The key steps to establish process based accountability have been outlined in my book More for Less: The Power of Process Management. While these steps are easily understood, organizations frequently find them difficult to implement. In part, this is due to the fact that companies persist in deploying process improvement projects within a functional paradigm and the culprit is frequently the traditional mindset of some members of the senior leadership team. You can’t ignore culture. If you try to do so, then implementing process based governance is like pushing a rope or a boulder up a hill. When dealing with a very traditional culture, service level agreements (SLAs) can be useful in shifting management attention in such traditional organizations as the following example illustrates.
The Quality Director at a manufacturer of custom designed electric systems for the automotive sector realized that the company’s product quality was good, but its performance in terms of delivering orders on time wasn’t. He also knew that the CEO cared mostly about revenues and profits, and most of the other members of the management team were focused on their own department’s performance. The Quality Director decided to introduce the concept of SLAs at the company’s operating review meeting, and here is the conversation that took place.
Quality Director: “According to our most recent quality review, product quality is good, but we are missing our promised delivery dates to our customers around 17% of the time. I think this has a direct impact on customer satisfaction and repeat orders.”
CEO (looking directly at the VP Sales): “If we could improve on time delivery, what do you think might be estimated revenue impact?”

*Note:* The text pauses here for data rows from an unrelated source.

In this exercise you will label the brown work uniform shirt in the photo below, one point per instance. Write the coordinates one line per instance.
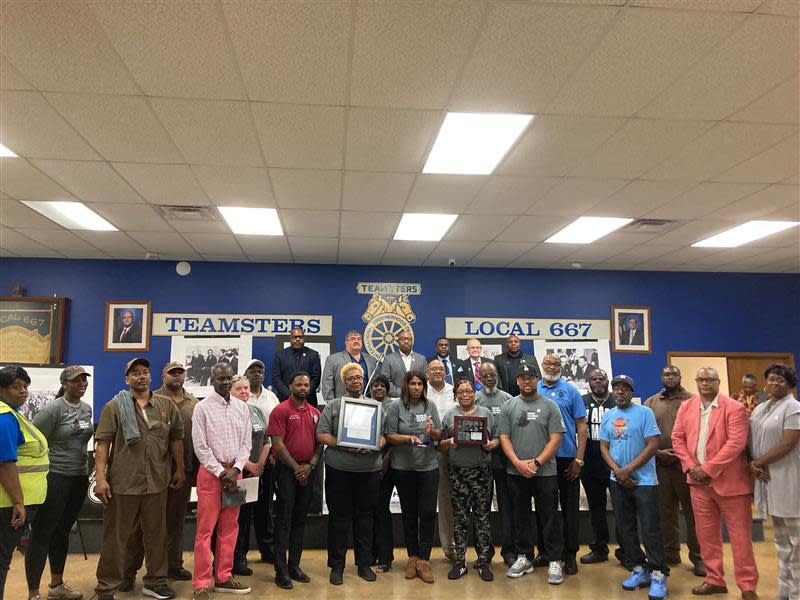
(185, 409)
(665, 406)
(145, 467)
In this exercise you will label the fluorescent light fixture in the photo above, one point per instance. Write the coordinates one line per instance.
(473, 143)
(744, 234)
(422, 227)
(585, 230)
(252, 221)
(72, 215)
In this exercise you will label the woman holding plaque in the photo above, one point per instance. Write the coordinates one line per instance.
(352, 479)
(470, 435)
(412, 425)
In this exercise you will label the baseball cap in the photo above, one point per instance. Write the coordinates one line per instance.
(136, 361)
(623, 379)
(71, 372)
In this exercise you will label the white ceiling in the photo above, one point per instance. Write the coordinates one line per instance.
(671, 109)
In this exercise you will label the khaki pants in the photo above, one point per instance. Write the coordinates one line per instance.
(123, 515)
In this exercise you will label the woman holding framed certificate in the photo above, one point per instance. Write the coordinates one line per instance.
(412, 425)
(470, 434)
(352, 429)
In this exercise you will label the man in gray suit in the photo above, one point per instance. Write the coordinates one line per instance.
(401, 362)
(332, 384)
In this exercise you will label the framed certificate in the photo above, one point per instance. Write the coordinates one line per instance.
(469, 431)
(359, 423)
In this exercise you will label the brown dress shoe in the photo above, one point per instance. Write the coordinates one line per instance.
(706, 589)
(424, 571)
(411, 567)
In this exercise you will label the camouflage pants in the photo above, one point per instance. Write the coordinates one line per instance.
(471, 493)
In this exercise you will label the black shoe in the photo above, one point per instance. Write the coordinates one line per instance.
(282, 581)
(296, 573)
(179, 574)
(594, 557)
(570, 566)
(540, 561)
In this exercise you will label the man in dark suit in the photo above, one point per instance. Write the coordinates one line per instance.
(401, 362)
(127, 330)
(296, 358)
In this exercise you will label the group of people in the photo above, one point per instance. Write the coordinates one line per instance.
(538, 438)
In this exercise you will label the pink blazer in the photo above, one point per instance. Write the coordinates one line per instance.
(728, 428)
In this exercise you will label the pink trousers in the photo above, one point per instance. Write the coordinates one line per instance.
(709, 510)
(210, 514)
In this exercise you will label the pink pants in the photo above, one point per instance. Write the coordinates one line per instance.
(210, 514)
(709, 510)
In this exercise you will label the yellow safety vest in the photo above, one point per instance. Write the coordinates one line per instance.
(33, 462)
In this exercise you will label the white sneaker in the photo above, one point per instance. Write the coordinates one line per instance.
(555, 575)
(522, 567)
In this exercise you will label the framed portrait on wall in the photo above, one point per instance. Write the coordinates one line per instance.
(127, 326)
(631, 329)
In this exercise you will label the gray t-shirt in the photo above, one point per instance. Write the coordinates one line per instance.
(494, 402)
(529, 426)
(468, 457)
(345, 459)
(68, 428)
(259, 425)
(410, 420)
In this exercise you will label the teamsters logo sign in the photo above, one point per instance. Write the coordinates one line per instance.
(388, 313)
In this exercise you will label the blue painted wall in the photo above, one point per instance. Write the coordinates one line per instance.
(693, 312)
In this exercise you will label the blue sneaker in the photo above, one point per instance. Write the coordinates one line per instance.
(658, 586)
(639, 578)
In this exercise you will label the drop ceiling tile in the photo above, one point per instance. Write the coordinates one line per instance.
(235, 186)
(226, 136)
(133, 217)
(20, 180)
(120, 128)
(779, 105)
(310, 223)
(511, 195)
(642, 51)
(299, 188)
(703, 199)
(719, 149)
(639, 146)
(752, 60)
(389, 140)
(525, 53)
(164, 184)
(574, 196)
(369, 225)
(300, 136)
(59, 46)
(310, 247)
(33, 129)
(90, 181)
(555, 144)
(410, 54)
(172, 51)
(639, 197)
(291, 51)
(774, 164)
(443, 193)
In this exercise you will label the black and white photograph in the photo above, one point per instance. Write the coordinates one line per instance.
(631, 329)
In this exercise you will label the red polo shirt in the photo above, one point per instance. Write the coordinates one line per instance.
(298, 426)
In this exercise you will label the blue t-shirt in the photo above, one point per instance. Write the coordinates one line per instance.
(10, 437)
(626, 431)
(569, 400)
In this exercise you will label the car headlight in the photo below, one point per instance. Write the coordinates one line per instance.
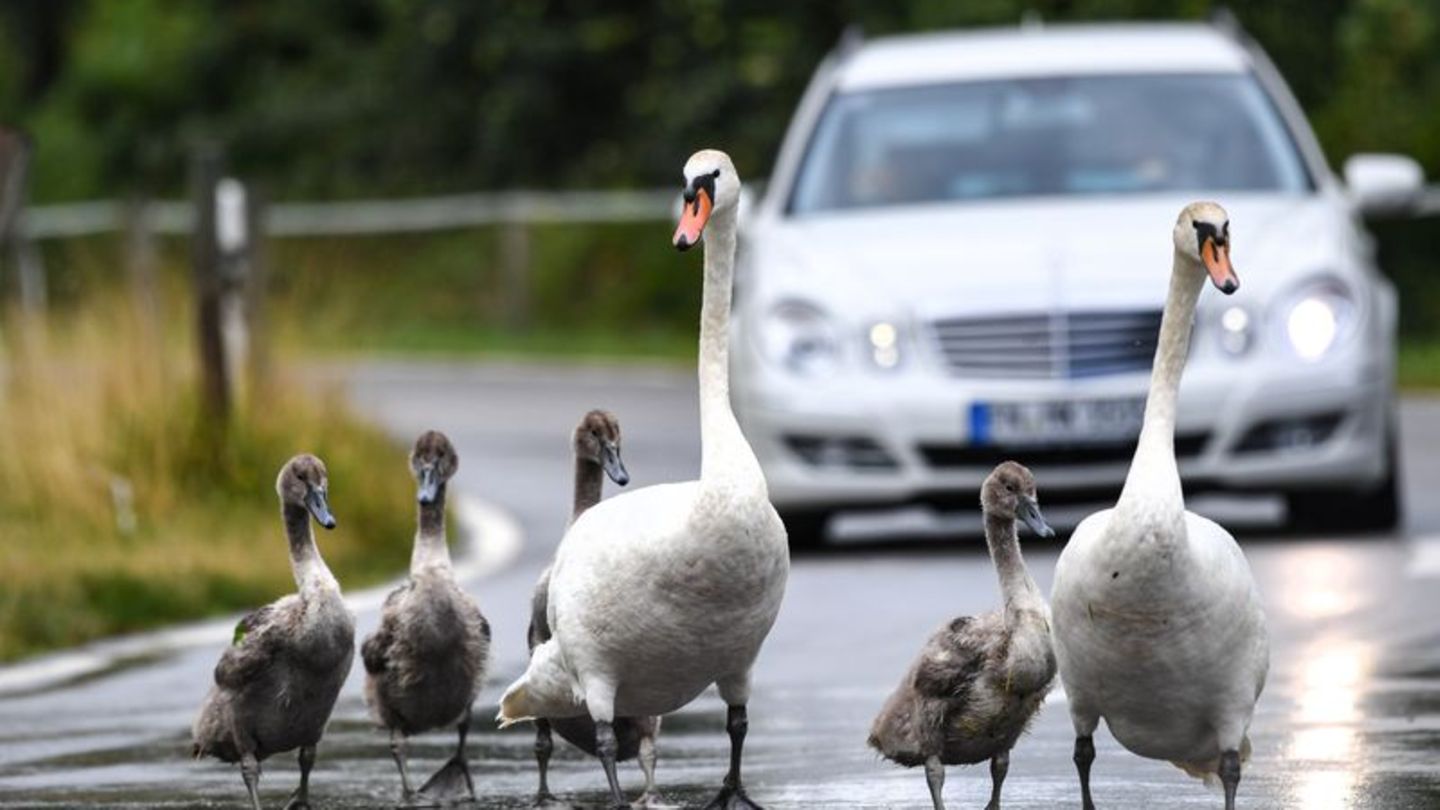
(1237, 330)
(884, 345)
(1319, 317)
(799, 337)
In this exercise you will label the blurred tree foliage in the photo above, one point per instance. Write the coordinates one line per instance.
(331, 98)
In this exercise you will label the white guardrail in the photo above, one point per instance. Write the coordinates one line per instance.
(406, 215)
(369, 216)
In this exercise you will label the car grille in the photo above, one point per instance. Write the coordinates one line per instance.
(958, 456)
(1049, 346)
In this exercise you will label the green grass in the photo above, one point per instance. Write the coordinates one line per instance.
(1419, 365)
(123, 508)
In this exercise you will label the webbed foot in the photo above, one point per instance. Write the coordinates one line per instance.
(549, 802)
(732, 799)
(651, 800)
(451, 783)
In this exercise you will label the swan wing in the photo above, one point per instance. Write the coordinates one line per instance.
(375, 652)
(952, 660)
(617, 548)
(539, 630)
(254, 646)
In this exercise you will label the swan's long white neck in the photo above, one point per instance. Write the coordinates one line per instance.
(431, 549)
(1154, 480)
(310, 570)
(726, 459)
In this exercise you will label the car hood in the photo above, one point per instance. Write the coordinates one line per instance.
(1027, 255)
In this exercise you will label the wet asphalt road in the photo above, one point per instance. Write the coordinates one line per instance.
(1350, 718)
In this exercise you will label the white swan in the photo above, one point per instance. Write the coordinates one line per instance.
(660, 593)
(1158, 621)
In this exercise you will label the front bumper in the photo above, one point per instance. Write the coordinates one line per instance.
(879, 443)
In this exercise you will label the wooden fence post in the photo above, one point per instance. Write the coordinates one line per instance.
(15, 166)
(205, 252)
(140, 268)
(514, 273)
(257, 281)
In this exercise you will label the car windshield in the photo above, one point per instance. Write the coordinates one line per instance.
(1046, 137)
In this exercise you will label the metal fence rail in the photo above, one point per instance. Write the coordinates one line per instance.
(369, 216)
(405, 215)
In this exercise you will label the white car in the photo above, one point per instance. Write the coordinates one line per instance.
(964, 251)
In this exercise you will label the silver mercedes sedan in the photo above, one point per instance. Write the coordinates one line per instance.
(964, 251)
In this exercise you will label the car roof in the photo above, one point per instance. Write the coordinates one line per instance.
(1041, 51)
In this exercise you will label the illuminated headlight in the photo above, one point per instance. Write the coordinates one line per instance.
(799, 337)
(1237, 330)
(1319, 317)
(884, 345)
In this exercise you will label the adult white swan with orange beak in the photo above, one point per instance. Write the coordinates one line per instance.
(1157, 619)
(658, 593)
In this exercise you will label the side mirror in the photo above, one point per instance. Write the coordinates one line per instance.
(1384, 183)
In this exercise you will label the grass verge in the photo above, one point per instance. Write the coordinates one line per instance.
(123, 508)
(1419, 365)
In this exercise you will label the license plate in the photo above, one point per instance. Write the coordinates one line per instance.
(1067, 421)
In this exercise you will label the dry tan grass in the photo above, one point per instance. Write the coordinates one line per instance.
(121, 508)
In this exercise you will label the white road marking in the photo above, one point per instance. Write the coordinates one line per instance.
(490, 539)
(1424, 558)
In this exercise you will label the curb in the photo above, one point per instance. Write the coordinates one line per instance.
(475, 561)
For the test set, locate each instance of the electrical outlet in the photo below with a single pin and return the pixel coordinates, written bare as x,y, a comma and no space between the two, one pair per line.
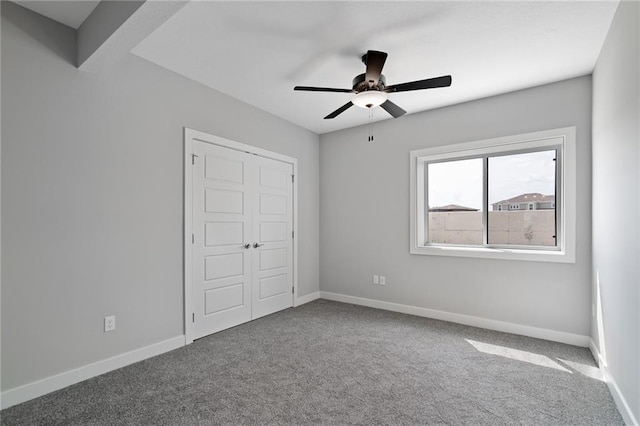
109,323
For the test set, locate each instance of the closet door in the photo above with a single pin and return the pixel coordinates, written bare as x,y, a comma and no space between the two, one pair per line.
242,237
272,259
222,225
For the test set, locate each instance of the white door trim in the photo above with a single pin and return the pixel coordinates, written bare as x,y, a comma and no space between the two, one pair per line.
191,135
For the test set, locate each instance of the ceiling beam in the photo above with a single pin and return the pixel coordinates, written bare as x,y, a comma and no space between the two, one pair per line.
116,27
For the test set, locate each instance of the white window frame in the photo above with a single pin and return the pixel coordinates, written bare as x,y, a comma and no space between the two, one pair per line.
562,139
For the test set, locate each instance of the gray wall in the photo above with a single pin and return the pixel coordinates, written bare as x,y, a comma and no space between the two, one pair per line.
364,214
92,190
616,177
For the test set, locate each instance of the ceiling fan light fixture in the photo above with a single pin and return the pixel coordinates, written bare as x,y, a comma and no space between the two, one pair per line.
369,98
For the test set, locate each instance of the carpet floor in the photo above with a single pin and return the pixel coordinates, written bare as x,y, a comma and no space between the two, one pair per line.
337,364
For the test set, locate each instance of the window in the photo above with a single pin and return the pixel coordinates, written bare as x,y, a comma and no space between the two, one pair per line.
506,198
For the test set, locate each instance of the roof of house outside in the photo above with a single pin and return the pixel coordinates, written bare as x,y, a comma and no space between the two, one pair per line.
452,208
527,198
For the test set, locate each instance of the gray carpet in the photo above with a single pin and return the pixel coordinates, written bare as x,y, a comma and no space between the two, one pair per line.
334,363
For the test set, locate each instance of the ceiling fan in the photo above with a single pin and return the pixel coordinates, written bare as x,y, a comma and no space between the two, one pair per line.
370,89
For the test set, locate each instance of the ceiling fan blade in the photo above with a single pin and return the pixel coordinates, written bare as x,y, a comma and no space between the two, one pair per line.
340,110
430,83
393,109
374,61
322,89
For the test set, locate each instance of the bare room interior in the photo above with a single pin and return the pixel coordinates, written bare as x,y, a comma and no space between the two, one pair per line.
419,212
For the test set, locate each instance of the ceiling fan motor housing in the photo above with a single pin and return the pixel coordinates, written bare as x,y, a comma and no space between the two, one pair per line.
360,83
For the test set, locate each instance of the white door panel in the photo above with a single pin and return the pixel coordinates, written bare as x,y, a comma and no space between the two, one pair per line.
240,199
221,219
273,285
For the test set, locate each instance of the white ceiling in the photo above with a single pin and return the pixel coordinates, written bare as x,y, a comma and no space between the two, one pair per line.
258,51
72,13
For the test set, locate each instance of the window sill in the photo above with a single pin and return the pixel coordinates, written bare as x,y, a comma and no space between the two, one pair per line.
497,253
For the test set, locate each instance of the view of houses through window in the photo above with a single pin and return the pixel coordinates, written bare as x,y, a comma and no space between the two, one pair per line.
516,191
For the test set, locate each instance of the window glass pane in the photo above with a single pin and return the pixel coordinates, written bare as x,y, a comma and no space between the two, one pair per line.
454,200
522,197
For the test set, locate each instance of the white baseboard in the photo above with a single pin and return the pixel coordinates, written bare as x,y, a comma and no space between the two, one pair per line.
44,386
616,394
306,298
506,327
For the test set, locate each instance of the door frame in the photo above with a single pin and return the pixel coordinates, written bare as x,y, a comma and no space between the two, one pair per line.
191,135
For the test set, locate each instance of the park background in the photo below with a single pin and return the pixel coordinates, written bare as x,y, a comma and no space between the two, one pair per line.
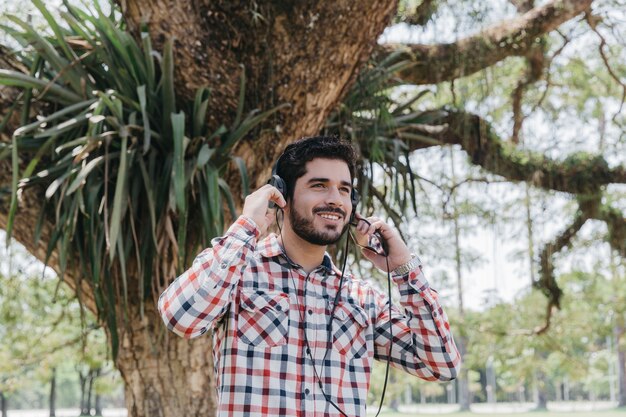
492,135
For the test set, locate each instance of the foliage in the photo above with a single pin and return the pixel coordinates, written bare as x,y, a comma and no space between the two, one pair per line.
43,328
380,118
120,158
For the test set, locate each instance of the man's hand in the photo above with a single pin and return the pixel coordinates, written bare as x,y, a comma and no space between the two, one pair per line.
256,206
398,254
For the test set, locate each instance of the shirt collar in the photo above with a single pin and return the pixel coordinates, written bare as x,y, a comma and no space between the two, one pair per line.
270,248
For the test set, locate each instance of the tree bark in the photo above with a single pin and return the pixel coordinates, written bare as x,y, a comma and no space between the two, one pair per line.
165,375
618,333
53,393
514,37
578,174
4,404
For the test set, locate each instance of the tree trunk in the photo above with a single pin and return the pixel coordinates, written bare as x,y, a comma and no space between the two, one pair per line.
4,404
84,409
540,390
53,393
97,396
618,333
165,375
464,391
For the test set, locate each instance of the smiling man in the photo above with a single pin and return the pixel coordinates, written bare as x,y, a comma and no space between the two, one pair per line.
291,335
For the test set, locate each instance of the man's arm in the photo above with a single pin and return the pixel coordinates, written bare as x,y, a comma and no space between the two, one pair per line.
422,341
201,295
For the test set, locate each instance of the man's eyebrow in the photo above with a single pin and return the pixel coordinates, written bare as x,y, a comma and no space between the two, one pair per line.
320,179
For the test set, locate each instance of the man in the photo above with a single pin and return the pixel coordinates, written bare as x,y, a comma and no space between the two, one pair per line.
271,302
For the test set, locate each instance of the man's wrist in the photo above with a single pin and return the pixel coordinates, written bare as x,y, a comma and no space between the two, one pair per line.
408,266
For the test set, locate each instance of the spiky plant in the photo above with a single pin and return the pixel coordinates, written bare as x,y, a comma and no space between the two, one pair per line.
382,121
120,159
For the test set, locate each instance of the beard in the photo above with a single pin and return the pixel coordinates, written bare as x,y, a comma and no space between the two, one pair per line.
304,228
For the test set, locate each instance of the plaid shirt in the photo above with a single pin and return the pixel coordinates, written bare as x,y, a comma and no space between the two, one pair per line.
259,307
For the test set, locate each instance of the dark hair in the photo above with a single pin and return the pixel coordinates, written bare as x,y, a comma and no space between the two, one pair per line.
291,165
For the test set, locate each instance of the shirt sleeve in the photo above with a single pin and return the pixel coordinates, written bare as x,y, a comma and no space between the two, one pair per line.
422,341
197,299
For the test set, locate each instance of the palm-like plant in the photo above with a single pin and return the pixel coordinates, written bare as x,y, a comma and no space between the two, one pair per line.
120,159
382,122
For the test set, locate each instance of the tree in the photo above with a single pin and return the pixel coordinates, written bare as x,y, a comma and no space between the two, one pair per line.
206,65
43,328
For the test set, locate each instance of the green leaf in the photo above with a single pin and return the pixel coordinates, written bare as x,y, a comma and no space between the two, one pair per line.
204,155
18,79
168,96
178,136
141,93
118,200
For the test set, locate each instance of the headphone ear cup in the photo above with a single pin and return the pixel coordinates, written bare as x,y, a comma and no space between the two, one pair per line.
354,199
280,185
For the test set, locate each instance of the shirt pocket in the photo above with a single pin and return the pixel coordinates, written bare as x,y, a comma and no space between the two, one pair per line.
263,318
350,330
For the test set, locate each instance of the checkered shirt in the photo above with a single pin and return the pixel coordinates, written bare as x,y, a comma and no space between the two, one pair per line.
259,307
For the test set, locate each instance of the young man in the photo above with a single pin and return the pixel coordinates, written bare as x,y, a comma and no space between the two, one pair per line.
271,302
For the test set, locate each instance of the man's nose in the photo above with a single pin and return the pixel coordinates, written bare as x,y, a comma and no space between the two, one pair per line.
334,197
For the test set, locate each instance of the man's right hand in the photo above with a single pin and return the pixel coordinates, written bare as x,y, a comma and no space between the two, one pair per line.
256,206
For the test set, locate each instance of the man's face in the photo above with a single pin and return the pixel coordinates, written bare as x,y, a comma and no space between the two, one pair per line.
320,209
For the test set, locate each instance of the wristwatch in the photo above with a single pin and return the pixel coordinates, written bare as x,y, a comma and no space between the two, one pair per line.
413,263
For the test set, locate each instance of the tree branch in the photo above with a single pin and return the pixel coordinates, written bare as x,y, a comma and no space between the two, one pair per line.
515,37
579,173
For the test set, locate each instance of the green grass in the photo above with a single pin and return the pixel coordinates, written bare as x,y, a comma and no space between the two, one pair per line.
620,412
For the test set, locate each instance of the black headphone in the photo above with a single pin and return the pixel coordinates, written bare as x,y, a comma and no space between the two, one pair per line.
280,184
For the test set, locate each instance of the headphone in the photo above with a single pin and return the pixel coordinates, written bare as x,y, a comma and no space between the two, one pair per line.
280,184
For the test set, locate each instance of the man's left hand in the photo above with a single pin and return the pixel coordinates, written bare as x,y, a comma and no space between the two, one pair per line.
398,252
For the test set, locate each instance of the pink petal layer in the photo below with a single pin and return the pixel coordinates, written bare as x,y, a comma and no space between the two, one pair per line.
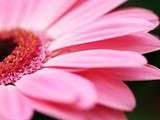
147,72
82,15
112,92
42,13
68,113
97,58
110,26
58,86
138,42
10,13
14,106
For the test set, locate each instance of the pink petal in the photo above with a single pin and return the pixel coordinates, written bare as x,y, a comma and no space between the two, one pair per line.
10,13
97,58
59,86
147,72
83,14
44,12
112,92
14,106
107,27
138,42
69,113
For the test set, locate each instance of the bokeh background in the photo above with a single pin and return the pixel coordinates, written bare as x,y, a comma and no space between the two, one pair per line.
147,93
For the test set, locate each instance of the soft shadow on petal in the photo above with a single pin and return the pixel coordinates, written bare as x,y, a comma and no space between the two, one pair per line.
59,86
100,58
112,92
14,106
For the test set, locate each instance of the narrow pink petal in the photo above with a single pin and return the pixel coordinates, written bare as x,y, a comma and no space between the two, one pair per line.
45,12
10,13
69,113
138,42
14,106
107,29
97,58
109,26
112,92
147,72
83,14
59,86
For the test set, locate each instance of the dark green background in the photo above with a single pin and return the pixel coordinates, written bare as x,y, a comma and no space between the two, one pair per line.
147,93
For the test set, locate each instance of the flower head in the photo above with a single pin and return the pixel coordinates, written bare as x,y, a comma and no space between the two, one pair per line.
69,58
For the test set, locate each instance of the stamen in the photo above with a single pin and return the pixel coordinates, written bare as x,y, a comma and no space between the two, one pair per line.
23,54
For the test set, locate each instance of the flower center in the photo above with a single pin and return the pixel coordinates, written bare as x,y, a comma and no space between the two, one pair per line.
21,53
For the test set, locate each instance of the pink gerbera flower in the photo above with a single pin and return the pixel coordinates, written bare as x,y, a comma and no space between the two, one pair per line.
68,58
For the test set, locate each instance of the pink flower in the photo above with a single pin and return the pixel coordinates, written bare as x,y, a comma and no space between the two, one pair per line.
68,58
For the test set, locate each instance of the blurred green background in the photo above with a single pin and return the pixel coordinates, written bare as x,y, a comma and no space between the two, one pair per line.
147,93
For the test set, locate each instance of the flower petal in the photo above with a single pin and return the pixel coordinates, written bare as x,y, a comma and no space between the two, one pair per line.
70,113
97,58
11,13
14,106
58,86
83,14
110,26
42,13
138,42
112,92
147,72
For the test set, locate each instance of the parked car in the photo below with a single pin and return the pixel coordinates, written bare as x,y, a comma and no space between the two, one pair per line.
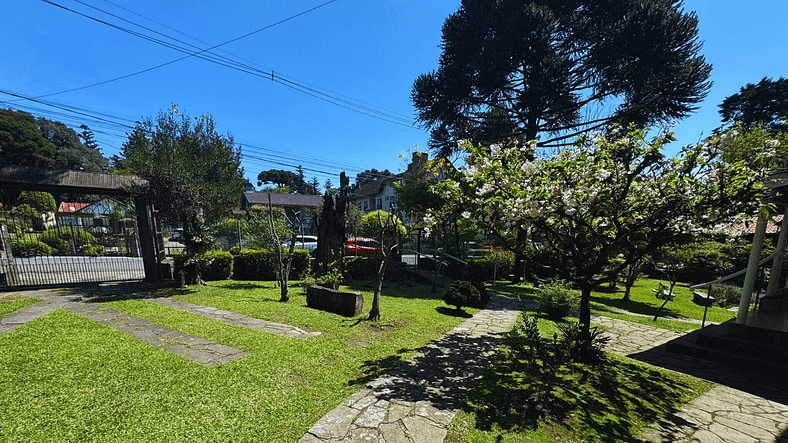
363,247
308,242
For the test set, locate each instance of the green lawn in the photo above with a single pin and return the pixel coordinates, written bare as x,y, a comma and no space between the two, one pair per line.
66,378
13,302
644,302
611,402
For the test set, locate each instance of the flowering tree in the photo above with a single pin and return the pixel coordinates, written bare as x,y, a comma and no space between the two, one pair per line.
387,228
609,196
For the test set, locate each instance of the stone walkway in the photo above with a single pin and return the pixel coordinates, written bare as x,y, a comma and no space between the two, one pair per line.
190,347
744,407
415,402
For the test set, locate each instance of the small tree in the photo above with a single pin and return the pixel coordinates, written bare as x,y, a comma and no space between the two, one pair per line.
387,228
194,174
283,263
611,195
671,260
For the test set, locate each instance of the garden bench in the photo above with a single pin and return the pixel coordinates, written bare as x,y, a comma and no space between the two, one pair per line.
663,293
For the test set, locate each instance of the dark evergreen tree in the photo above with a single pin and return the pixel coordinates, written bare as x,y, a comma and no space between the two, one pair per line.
765,103
21,143
194,174
551,68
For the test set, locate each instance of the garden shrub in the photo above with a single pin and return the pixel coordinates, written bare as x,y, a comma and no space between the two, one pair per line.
260,264
65,239
94,250
42,201
484,296
217,265
557,299
726,295
220,266
484,268
30,248
462,293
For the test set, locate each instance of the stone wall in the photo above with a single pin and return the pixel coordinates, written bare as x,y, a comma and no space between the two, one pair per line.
348,304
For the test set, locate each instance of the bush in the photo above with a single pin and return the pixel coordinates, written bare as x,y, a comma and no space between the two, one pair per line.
30,248
462,293
557,299
94,250
42,201
65,239
484,268
218,265
484,296
260,264
726,295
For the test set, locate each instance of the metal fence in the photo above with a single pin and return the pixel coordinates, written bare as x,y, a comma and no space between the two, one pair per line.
87,242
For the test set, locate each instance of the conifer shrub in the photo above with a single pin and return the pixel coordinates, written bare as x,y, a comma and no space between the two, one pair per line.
462,293
557,299
30,248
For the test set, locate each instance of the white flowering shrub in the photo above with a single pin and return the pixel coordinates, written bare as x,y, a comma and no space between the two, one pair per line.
608,195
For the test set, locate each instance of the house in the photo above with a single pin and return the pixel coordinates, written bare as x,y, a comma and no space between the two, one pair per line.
102,217
380,193
303,205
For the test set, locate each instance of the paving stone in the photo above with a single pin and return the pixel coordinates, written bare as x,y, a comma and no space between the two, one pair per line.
422,430
335,424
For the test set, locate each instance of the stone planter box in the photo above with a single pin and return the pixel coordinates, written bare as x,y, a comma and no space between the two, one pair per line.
771,304
348,304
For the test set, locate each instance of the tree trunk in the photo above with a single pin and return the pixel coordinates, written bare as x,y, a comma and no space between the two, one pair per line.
519,257
374,313
585,317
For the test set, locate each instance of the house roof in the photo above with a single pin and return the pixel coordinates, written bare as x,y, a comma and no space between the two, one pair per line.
37,179
370,188
71,207
261,198
748,227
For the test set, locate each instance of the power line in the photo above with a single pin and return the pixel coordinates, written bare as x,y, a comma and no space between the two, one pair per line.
257,155
223,61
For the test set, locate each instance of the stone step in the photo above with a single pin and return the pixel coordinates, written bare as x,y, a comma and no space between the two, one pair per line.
713,344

VP Sales: “It’s hard to say. I know that our customers have complained about late orders. I’d guess if we could improve our on-time delivery from 83% by 15% to around 95%, we might see around a 5 to 8% uptick in sales, and maybe more. But that’s really in the hands of our manufacturing department.”
CEO (looking directly now at the VP Manufacturing): “Even a 5% increase in revenues is pretty significant. What would we have to do to improve our on-time delivery to around 95%?”
VP Manufacturing: “There’s opportunity to improve our performance in delivering orders to customers on our promise date, but we can’t do it alone. My people tell me that two of our challenges involve getting raw materials on time – as these are often late – and getting the production ready drawings form engineering on time. So we would need Procurement and Engineering to improve what they are doing.”
The VP Purchasing didn’t say a word, but the look on his face told volumes. However, the VP Engineering said, “We are ready to step up to the plate on that, but as you know, we have been understaffed for several months, and we need HR to present us with qualified candidates so we can get back to full strength.”
There was an uncomfortable silence in the meeting room for several seconds. Then, the Quality Director, looking at the CEO, said, “It’s pretty clear that we are dependent on one another. We have had some success in improving product quality using Service Level Agreements (SLA) within several units in the production area. Maybe the concept of SLAs can also be used by us to enter into performance agreements between our major departments?”
The CEO thought for a moment and then said, “OK. Let’s deal with this issue off-line. But deal with it we will – it’s too important for us to ignore.”
The Quality Director at this manufacturing company recognized the traditional mindset of executives at his company and rather than preaching process improvement or Lean or Six Sigma, he found a way to highlight inter-departmental dependencies and use SLAs to promote better collaboration across organizational boundaries. By so doing, he set the stage for measuring what matters to customers, taking improvement action on the end-to-end value creating business processes, and preparing the organization to consider a form of process based governance.